When running a quick search for the #SocialSelling hashtag through any social media listening tool, the amount of data you get in return is quite overwhelming.

According to TweetReach, during the three hours before I wrote this article, #SocialSelling gathered more than 800,000 impressions on Twitter.

This is just one of the many indications that show how hot of a topic social selling is right now.

With so many people talking about social selling and its “powers”, there is also a lot of (often uninformed) noise to cut through.

Large conversations usually carry the risk of huge misunderstandings, a little like Chinese whispers.

The more people get in contact with soundbites about social selling, the less clear it becomes what this strategy is all about.

For instance, it is not uncommon to come across the misconception that social selling is all about blasting product updates and marketing campaigns on social media through sales reps’ personal channels, in the off-chance that one of their connections may be interested in it.

Another misconception I have heard more than once is that social selling programmes require a dedicated team of millennial social media gurus and huge budgets to put together ad hoc content packages.

Trust me, if that is what you have been told, forget it.

Having trained thousands of sales professionals in real social selling best practices, I have come to realise it is needed to take a step back and differentiate between what social selling is and what it definitely isn’t.

1. Social selling is a customer-centric way of reimagining sales

Starting with an accepted definition of social selling (in this case, Wikipedia’s) can help in this case:

Social selling is the process of developing relationships as part of the sales process.

The key concept here is “developing relationships” with your prospects and existing customers.

Through a proper social selling programme, companies can empower their sales teams to become more effective in understanding their clients’ needs and challenges (existing and prospective), and offer products and services they can truly benefit from.

When that happens, results follow (a Forbes study found that salespeople using social media as part of their sales techniques outsell 78% of their peers).

2. Social selling is the best way to align sales and marketing

As I wrote in a previous article for Econsultancy, factors like low digital confidence, lack of time and poor quality control are frequently stopping sales teams from engaging effectively on social media with their prospects and clients.

But when a social selling programme is in place with a defined framework (from training, to enablement through adequate tools, all the way to performance reviews), what happens can be extraordinary.

In one of his articles, Jason Burrows writes that “sales and marketing won’t exist as separate functions in a business. It’ll be the same department.”

Without going as far, there is no doubt that an optimised channel of communications between the two departments can really benefit both by aligning their goals and improving performances and ROI for both their daily activities.

(For more on this topic, see Econsultancy’s report on The Convergence of Sales and Marketing.)

3. Social selling is an assessable strategy

When it comes to social selling, real results will show especially when companies set up a programme with defined objectives, onboarding and KPIs.

When marketing and sales collaborate to put together a structure that can benefit all the stakeholders involved (whether by helping marketers showcase the ROI of their content better, or by supporting salespeople with the content they need to grow their pipeline faster), that’s when magic happens.

Please note that when the right tools are in place from the start, assessing the success of social selling is not a costly or time-consuming effort.

Marketing can monitor which content is being shared the most by their colleagues in sales, while sales reps can quickly share posts and see which ones are most engaging for their prospects on an on-going basis.

It is a learning process, but one that shows results straight away if there is a good framework in place.

Now that we have seen what social selling is.

Let’s clarify a couple of misconceptions around it that it is not unusual to run into, especially online.

1. Social selling is not something completely new

Wait, what?

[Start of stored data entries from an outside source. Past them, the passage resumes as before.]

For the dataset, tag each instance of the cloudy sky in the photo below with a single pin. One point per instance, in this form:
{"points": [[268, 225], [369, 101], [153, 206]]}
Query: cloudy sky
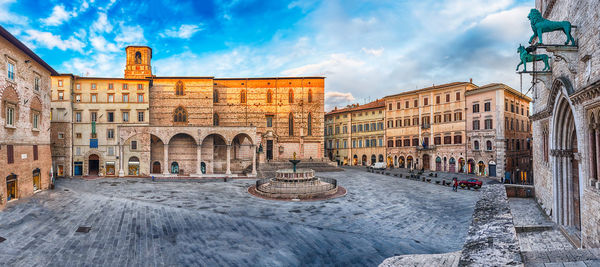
{"points": [[366, 49]]}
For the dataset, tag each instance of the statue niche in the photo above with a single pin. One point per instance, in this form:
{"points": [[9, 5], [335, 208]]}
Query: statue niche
{"points": [[540, 25]]}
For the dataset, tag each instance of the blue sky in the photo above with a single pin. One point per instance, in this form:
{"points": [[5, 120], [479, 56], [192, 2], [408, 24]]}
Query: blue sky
{"points": [[366, 49]]}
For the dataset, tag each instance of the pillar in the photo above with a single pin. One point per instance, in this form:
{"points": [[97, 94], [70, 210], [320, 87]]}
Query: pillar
{"points": [[597, 148], [199, 156], [166, 160], [228, 159], [254, 160]]}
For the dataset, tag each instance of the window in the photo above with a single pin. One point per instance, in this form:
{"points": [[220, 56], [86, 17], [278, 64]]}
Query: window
{"points": [[475, 124], [179, 88], [36, 84], [447, 140], [10, 116], [243, 96], [488, 124], [291, 124], [11, 72], [309, 126], [269, 96], [36, 120], [10, 154]]}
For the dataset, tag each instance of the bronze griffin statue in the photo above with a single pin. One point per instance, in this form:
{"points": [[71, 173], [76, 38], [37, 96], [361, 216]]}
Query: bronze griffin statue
{"points": [[540, 25]]}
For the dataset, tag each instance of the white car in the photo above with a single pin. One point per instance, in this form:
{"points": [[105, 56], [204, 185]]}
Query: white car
{"points": [[378, 166]]}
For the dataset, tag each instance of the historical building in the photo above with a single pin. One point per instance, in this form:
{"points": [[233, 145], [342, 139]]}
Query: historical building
{"points": [[426, 127], [355, 135], [25, 159], [565, 117], [498, 132], [144, 125]]}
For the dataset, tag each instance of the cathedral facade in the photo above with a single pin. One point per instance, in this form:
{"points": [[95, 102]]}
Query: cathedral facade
{"points": [[143, 124]]}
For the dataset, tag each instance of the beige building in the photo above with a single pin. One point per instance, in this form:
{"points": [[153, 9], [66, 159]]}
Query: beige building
{"points": [[25, 159], [498, 132], [194, 126], [355, 135], [426, 128]]}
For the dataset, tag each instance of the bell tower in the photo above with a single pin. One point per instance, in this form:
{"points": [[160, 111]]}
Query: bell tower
{"points": [[138, 62]]}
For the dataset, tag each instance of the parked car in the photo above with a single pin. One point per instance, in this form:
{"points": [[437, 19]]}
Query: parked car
{"points": [[377, 166], [470, 183]]}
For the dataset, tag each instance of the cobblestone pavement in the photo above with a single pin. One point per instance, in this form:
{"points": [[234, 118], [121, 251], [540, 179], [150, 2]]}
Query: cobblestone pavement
{"points": [[542, 243], [143, 223]]}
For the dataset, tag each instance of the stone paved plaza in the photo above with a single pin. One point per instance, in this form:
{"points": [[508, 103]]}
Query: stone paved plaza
{"points": [[143, 223]]}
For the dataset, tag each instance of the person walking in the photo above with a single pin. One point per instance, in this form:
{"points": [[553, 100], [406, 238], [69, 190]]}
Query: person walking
{"points": [[454, 184]]}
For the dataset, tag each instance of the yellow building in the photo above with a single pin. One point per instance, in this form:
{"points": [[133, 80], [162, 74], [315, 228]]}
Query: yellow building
{"points": [[355, 135], [426, 128]]}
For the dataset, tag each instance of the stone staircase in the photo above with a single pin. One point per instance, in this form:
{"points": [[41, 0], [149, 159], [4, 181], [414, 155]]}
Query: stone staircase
{"points": [[266, 170]]}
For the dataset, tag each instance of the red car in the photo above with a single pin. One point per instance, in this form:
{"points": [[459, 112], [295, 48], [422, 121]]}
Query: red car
{"points": [[470, 183]]}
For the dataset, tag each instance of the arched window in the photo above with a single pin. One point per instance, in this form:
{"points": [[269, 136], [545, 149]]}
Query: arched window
{"points": [[243, 96], [180, 115], [215, 119], [269, 96], [291, 124], [309, 127], [179, 88]]}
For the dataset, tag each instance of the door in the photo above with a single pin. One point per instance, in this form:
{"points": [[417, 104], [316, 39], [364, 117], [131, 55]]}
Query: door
{"points": [[156, 167], [492, 170], [269, 149]]}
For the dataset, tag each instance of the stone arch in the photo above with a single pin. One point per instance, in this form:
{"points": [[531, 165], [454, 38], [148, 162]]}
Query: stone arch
{"points": [[214, 153], [183, 150]]}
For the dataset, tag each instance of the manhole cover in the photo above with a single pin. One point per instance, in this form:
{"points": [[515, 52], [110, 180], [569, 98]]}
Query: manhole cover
{"points": [[83, 229]]}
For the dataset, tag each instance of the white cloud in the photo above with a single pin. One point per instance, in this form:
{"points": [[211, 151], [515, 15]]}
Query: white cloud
{"points": [[185, 31], [52, 41], [59, 16]]}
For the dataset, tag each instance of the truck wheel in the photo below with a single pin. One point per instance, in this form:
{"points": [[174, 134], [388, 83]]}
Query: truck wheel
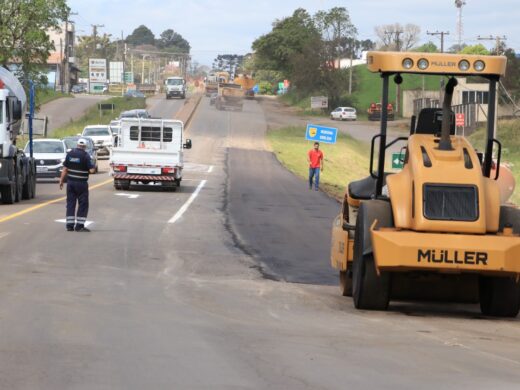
{"points": [[499, 296], [345, 283], [9, 193], [369, 290], [19, 185], [27, 186], [168, 186]]}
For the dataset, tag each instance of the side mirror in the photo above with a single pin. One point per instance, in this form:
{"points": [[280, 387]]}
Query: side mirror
{"points": [[17, 110]]}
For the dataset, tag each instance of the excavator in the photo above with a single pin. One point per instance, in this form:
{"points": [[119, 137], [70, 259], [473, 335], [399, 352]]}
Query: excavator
{"points": [[440, 228]]}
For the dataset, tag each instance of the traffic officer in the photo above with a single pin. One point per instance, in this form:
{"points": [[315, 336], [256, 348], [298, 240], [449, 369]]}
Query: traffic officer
{"points": [[76, 169]]}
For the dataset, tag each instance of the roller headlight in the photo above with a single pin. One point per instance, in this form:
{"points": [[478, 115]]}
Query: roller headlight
{"points": [[407, 63], [479, 65], [423, 64], [464, 65]]}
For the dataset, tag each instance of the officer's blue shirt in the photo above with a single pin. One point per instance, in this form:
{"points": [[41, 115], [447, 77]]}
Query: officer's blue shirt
{"points": [[78, 164]]}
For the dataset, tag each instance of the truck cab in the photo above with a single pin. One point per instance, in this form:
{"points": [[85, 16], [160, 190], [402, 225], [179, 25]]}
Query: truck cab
{"points": [[17, 170], [149, 151], [175, 87]]}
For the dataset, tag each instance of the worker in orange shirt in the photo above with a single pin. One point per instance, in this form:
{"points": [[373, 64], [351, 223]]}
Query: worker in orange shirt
{"points": [[315, 159]]}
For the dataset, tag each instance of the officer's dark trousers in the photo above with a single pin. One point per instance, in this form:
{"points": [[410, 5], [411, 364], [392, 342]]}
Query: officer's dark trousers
{"points": [[77, 192]]}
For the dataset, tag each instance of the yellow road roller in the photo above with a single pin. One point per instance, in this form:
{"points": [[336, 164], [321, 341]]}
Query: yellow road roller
{"points": [[438, 226]]}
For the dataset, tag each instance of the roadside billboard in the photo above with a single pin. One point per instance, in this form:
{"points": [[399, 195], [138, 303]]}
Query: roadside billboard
{"points": [[116, 69], [319, 102], [97, 74]]}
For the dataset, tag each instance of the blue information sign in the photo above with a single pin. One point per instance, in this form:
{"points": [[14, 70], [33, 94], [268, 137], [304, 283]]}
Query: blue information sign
{"points": [[323, 134]]}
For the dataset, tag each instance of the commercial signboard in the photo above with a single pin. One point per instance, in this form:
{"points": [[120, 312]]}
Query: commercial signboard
{"points": [[319, 102], [116, 70], [459, 119], [97, 68], [97, 74]]}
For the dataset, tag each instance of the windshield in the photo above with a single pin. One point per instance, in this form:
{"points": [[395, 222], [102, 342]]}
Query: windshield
{"points": [[129, 115], [71, 143], [47, 147], [175, 82], [96, 131]]}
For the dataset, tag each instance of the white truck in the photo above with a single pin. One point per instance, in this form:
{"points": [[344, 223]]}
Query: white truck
{"points": [[175, 86], [17, 170], [149, 151]]}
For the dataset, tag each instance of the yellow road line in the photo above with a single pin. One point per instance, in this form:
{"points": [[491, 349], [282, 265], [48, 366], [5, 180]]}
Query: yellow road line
{"points": [[49, 202]]}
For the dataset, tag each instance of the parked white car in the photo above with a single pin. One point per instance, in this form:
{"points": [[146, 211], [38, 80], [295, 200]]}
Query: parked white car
{"points": [[344, 114], [102, 137], [49, 155]]}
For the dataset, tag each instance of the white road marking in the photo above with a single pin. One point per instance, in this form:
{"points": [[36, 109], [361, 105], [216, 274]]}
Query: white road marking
{"points": [[129, 196], [193, 167], [87, 224], [186, 205]]}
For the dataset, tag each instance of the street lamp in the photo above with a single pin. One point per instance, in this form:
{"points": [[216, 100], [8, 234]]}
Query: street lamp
{"points": [[142, 68]]}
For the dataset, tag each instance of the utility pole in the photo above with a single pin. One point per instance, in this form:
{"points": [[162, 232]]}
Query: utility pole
{"points": [[498, 40], [94, 34], [442, 34], [397, 41], [67, 52]]}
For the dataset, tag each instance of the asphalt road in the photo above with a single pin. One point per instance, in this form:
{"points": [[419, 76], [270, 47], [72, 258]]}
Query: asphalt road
{"points": [[155, 298], [160, 107]]}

Didn’t I just spend the last few paragraphs describing how innovative and effective social selling can be?

Yes, and I stand by that.

But what I think is essential to remember when we talk about social selling is that a lot of its guiding principles are very much in line with human good practices in general.

Let me share an example: trying to sell to someone as soon as you connect with them on LinkedIn without nurturing the relationship or trying to understand their needs won’t do you any good, in the same way that 100% “cold” calling has a very low success rate compared to better targeted campaigns.

2. Social selling is not blasting content on social media

If the plan is to simply use your sales reps as human billboards, asking them to blast promotional content about your latest products on their social media channels, then it probably won’t work.

It is universally acknowledged that people are getting more impatient with being “sold to” indistinctively and expect brands and salespeople to tailor offers to their specific needs.

Proper social selling focuses on the prospects, building a long-lasting and customer-centric relationship, which makes it the perfect strategy for the times we live in.